I borrowed this "unnecessory" shifting operation from host 
check_extended_topology_leaf() and we may do better on this.

> Besides, the problem of simply using cpuid_exc(0x1f) in Sean's codes is that we
> cannot assmue the reserved bits 31:16 of ECX is always 0 for the future
> generation.

It's true cause the statement in public spec is not "Reserved = 0" but 
"Bits 31 - 16: Reserved".

> 
> In my opinion, Sean's codes is OK and much simple and clear.

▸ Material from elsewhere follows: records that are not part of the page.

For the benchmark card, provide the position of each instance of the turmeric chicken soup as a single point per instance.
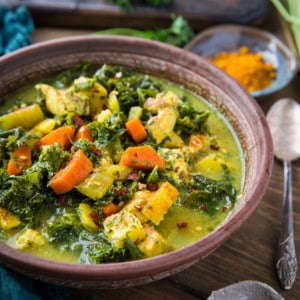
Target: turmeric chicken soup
(112, 166)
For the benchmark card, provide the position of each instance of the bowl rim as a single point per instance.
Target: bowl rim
(182, 257)
(292, 60)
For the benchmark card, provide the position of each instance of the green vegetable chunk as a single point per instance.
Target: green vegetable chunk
(26, 117)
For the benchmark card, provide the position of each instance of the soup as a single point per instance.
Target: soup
(113, 166)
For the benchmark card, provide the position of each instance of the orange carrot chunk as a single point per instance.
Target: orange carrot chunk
(142, 158)
(136, 130)
(62, 135)
(83, 133)
(76, 170)
(19, 161)
(110, 209)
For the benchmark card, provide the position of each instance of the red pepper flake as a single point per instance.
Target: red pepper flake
(137, 207)
(182, 225)
(95, 217)
(118, 75)
(214, 147)
(152, 187)
(61, 201)
(116, 191)
(203, 206)
(77, 120)
(97, 152)
(133, 176)
(142, 186)
(118, 175)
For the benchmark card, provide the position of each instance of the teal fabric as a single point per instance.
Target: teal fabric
(15, 28)
(14, 286)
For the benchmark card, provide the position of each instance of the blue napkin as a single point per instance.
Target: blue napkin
(15, 29)
(15, 286)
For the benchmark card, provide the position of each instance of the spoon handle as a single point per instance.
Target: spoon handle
(287, 261)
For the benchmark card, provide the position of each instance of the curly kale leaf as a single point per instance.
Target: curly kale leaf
(210, 195)
(104, 133)
(190, 120)
(178, 34)
(24, 194)
(64, 227)
(98, 249)
(132, 88)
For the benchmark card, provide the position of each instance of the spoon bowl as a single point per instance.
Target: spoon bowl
(284, 122)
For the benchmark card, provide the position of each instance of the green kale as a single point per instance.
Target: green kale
(190, 120)
(104, 133)
(96, 248)
(3, 154)
(96, 253)
(88, 148)
(64, 227)
(23, 195)
(132, 88)
(178, 34)
(210, 195)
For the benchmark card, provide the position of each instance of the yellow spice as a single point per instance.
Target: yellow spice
(247, 68)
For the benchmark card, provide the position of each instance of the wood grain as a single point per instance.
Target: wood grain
(102, 14)
(250, 254)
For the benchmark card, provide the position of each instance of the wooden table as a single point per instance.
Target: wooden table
(250, 254)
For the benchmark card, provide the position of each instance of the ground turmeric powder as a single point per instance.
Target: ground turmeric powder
(247, 68)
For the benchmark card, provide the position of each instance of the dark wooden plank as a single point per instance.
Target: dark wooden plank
(102, 14)
(250, 253)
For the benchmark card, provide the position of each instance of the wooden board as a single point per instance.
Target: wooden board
(96, 14)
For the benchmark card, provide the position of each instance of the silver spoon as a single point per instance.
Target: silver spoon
(284, 122)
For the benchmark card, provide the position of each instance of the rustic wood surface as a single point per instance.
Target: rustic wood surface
(101, 13)
(250, 254)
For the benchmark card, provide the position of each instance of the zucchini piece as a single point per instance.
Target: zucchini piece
(26, 117)
(103, 116)
(8, 220)
(122, 225)
(135, 112)
(159, 202)
(212, 166)
(85, 215)
(38, 131)
(29, 238)
(61, 102)
(94, 91)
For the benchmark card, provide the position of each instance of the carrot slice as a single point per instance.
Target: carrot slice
(110, 209)
(142, 158)
(83, 133)
(19, 161)
(136, 130)
(62, 135)
(76, 170)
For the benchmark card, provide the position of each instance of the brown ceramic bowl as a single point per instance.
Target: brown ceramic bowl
(181, 67)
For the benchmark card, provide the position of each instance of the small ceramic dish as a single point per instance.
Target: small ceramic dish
(229, 38)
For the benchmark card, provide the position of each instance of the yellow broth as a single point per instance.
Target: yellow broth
(181, 225)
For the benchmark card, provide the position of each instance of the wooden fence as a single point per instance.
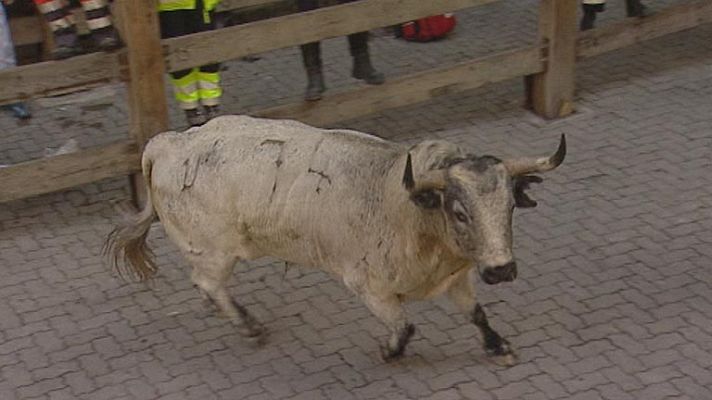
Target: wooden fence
(548, 68)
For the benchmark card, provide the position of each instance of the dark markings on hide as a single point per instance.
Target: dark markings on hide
(278, 161)
(272, 141)
(322, 176)
(189, 174)
(365, 261)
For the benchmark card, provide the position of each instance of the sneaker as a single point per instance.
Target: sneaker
(195, 117)
(66, 44)
(106, 39)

If the host cpuid.0.eax is greater than 0x1f but actually it doesn't
have multi-chip packaging technology and we may want to expose 
entry->eax to some value smaller than 0x1f but greater than 0x14, much 
effort needs to apply on Sean's code.

My improvement is good to overwrite cpuid.0.eax in future usage
from the perspective of kvm feature setting not just from value check.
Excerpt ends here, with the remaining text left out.